Williams’s friend Sanam Aghdaey put in work for the refugee cause in her McLean neighborhood, and drove in to DC last Monday to help him. Though Williams tried to gather a larger group of friends for the fundraiser, many of his friends were snowed in too far away to join him, making the fundraiser a two-person job at best.
Williams mentioned one particularly daunting task–a neighbor had cleared up a driveway with a snow plow but had piled away the snow “up to eye level” on the sidewalk. Once he had cleared the way, approximately six feet tall and wide, “it felt like the sea of Moses coming in on you.”
But all the hard work was worth it for Williams and Aghdaey, whose lowest donation was $75 throughout the weekend. Williams said that most people would prefer to shovel their own property, but “everyone’s very keen to help” when they find out the money is for a good cause and it helps them do away with a dreaded winter task.
All the money accrued from clearing up sidewalks, front paths, driveways, and cars from snow in Northwest DC will go to the International Rescue Committee’s local offices in Silver Spring. Williams, who grew up in Ghana and studied international development at McGill University in Montreal, said that as a DC resident without a vote in Congress, this fundraiser “is a way to stand up against the anti-refugee rhetoric that’s been going on.”
By teaming up with the international rescue mission, the fundraiser will help displaced families get back on their feet with counseling, job placement, language classes and cultural assimilation.
“A lot of the attention that the refugee problem gets is from the atrocities that are happening overseas and what the refugees are fleeing, but people don’t realize that a lot of the struggle is really far from over once they move to another country,” said Williams.

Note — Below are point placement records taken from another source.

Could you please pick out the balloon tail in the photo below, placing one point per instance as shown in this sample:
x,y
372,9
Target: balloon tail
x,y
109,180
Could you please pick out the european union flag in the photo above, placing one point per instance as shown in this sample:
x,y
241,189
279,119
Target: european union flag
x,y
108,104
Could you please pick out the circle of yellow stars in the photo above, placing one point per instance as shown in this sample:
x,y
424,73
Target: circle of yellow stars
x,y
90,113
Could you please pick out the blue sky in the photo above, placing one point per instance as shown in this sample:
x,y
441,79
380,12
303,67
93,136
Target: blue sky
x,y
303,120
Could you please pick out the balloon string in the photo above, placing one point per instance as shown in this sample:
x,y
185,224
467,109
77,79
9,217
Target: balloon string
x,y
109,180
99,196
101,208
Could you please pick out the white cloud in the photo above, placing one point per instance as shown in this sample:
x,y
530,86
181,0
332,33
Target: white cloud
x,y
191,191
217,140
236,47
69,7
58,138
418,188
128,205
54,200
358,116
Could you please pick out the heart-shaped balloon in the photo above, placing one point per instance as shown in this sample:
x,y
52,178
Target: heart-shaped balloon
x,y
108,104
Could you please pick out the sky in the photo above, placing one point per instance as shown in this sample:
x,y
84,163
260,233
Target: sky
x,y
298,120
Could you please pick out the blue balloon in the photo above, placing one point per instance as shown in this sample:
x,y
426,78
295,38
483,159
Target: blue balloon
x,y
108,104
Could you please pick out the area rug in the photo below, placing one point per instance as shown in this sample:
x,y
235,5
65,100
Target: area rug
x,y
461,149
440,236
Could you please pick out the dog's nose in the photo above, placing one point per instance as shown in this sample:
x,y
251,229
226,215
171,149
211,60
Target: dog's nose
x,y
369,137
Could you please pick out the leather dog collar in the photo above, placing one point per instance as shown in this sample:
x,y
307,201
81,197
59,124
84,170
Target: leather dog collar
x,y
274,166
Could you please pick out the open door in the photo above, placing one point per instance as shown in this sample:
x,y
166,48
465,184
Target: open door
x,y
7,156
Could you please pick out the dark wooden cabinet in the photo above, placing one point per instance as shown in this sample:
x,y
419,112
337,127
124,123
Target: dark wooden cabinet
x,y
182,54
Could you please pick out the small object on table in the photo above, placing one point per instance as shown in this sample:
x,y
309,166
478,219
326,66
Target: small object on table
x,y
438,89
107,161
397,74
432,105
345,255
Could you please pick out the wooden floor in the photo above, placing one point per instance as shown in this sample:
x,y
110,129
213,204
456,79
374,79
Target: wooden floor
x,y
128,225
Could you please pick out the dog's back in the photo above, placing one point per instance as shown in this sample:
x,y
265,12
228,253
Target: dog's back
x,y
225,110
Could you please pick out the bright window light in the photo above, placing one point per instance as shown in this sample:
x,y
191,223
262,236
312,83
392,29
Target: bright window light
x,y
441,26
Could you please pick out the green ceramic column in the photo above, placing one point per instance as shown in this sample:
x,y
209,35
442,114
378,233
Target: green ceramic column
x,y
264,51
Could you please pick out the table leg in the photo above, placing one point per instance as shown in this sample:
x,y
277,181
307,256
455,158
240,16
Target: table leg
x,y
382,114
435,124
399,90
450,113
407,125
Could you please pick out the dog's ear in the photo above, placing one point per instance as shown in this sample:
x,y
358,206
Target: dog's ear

He hopes that Shovels for Refugees will grow into a greater movement that fundraises during future snowfalls. He said that “the opportunity to raise money for a good cause is literally falling from the sky”
Sure, it was cold, and Williams says his body was tired as he concluded the first installment of Shovels for Refugees, but “lots of bubble baths and Advil” (courtesy of his mother) will alleviate any temporary aches and sprains.
“The suffering that we’re feeling right now doesn’t compare to the suffering that other people in refugee situations feel on a regular basis,” said Williams. “It’s really just a way to show support, as little as we can.”